Schließlich will Trump die Öl- und Gasproduktion massiv ausweiten. Dazu wollen die Republikaner einen „nationalen Energienotstand“ ausrufen, um Genehmigungen für Explorationsprojekte oder den Bau von Pipelines schneller erteilen zu können. Eine höhere Produktion würde natürlich die Preise und damit die Inflation dämpfen. Und entsprechende Exporte könnten durchaus das Handelsbilanzdefizit der USA reduzieren.
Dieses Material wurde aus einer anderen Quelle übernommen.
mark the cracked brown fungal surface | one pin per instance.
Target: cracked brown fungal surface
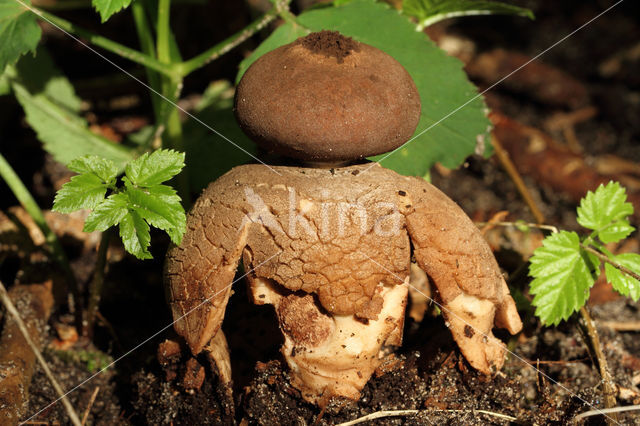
(330, 249)
(306, 230)
(326, 97)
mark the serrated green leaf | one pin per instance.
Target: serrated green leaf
(600, 208)
(155, 168)
(103, 168)
(441, 82)
(562, 277)
(19, 31)
(84, 191)
(621, 282)
(64, 134)
(615, 231)
(5, 87)
(108, 213)
(160, 207)
(106, 8)
(428, 12)
(134, 232)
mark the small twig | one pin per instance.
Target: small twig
(396, 413)
(605, 411)
(621, 325)
(516, 224)
(91, 401)
(610, 262)
(95, 288)
(11, 309)
(609, 387)
(513, 173)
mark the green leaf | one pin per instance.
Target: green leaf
(134, 232)
(160, 207)
(103, 168)
(106, 8)
(607, 204)
(19, 31)
(453, 122)
(621, 282)
(5, 87)
(64, 134)
(615, 231)
(84, 191)
(108, 213)
(428, 12)
(155, 168)
(562, 277)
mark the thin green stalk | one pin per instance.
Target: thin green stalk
(171, 87)
(163, 29)
(214, 52)
(117, 48)
(608, 384)
(147, 44)
(95, 288)
(30, 205)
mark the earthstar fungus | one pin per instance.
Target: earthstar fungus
(330, 248)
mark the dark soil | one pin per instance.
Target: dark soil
(427, 373)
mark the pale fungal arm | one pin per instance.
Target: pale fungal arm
(471, 290)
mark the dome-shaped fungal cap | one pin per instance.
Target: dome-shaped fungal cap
(326, 97)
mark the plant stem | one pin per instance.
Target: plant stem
(608, 385)
(163, 29)
(171, 87)
(30, 205)
(511, 170)
(97, 40)
(95, 288)
(611, 262)
(228, 44)
(147, 44)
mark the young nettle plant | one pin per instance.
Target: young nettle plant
(139, 202)
(134, 202)
(566, 266)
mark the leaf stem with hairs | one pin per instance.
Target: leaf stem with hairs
(608, 385)
(97, 283)
(110, 45)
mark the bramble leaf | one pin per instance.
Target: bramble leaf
(160, 206)
(606, 205)
(134, 232)
(452, 123)
(615, 231)
(64, 134)
(103, 168)
(428, 12)
(108, 213)
(155, 168)
(19, 31)
(84, 191)
(621, 282)
(106, 8)
(562, 277)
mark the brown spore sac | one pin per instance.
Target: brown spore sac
(330, 44)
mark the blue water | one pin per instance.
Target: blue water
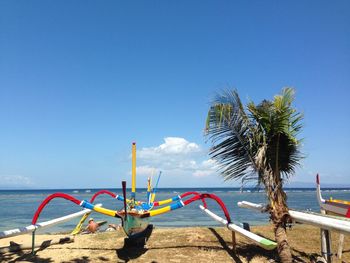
(18, 206)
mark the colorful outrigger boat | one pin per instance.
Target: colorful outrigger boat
(135, 215)
(332, 206)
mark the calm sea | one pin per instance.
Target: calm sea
(18, 206)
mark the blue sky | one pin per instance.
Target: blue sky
(81, 80)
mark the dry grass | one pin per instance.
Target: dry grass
(196, 244)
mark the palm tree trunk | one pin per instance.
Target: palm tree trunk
(283, 247)
(280, 217)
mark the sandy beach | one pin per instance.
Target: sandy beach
(195, 244)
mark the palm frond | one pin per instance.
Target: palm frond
(229, 128)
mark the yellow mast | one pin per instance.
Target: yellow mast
(133, 171)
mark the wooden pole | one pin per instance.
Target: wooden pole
(326, 243)
(340, 246)
(133, 171)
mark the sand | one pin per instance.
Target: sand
(195, 244)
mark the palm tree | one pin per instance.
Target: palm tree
(258, 143)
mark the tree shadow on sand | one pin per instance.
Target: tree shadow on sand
(128, 253)
(21, 256)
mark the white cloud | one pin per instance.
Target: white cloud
(202, 173)
(176, 157)
(15, 180)
(146, 170)
(173, 147)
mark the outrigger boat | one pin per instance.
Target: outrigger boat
(333, 206)
(135, 215)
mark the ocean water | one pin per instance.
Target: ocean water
(18, 206)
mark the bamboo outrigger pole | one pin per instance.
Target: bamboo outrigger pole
(133, 171)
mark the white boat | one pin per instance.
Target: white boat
(337, 207)
(49, 223)
(261, 241)
(318, 220)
Die Frage ist allerdings, ob hier die Majors mitspielen. Sie müssen sich überlegen, ob eine höhere Förderung angesichts dann fallender Preise für sie Sinn macht und sich unter dem Strich rechnet. Wer sollte schon mehr Umsatz wollen, wenn danach der Gewinn bestenfalls gleichbleibt?

Fed soll Zinsen senken

Eine entscheidende Rolle bei den Bessenomics spielt die amerikanische Notenbank. Sie soll durch Zinssenkungen einerseits das Wirtschaftswachstum ankurbeln und andererseits die Zinslast Washingtons senken. Die Terminmärkte signalisieren jedoch, dass die Fed zumindest kurzfristig nicht an der Zinsschraube drehen wird. Grund dafür sind vor allem die durch Trump gestiegenen Inflationsrisiken. Ob Fed-Chef Jerome Powell dem Drängen Bessents tatsächlich nachgeben wird, ist noch lange nicht entschieden.

Trump und wohl noch mehr Bessent verstehen sich als Männer der Wall Street und messen ihren Erfolg auch an der Entwicklung der Aktienmärkte. Hier ist die anfängliche Euphorie nach der Wahl Trumps am 5. November inzwischen ins Gegenteil gekehrt. Eine möglicherweise wieder steigende Inflation bei einer sich gleichzeitig abkühlenden Konjunktur ist ein Cocktail, der den Börsianern kaum schmecken dürfte. Angesichts dieser Gemengelage sollten Anleger andere Regionen bevorzugen. Europa lockt mit günstigen Bewertungen. Aber auch China könnte ein Comeback feiern.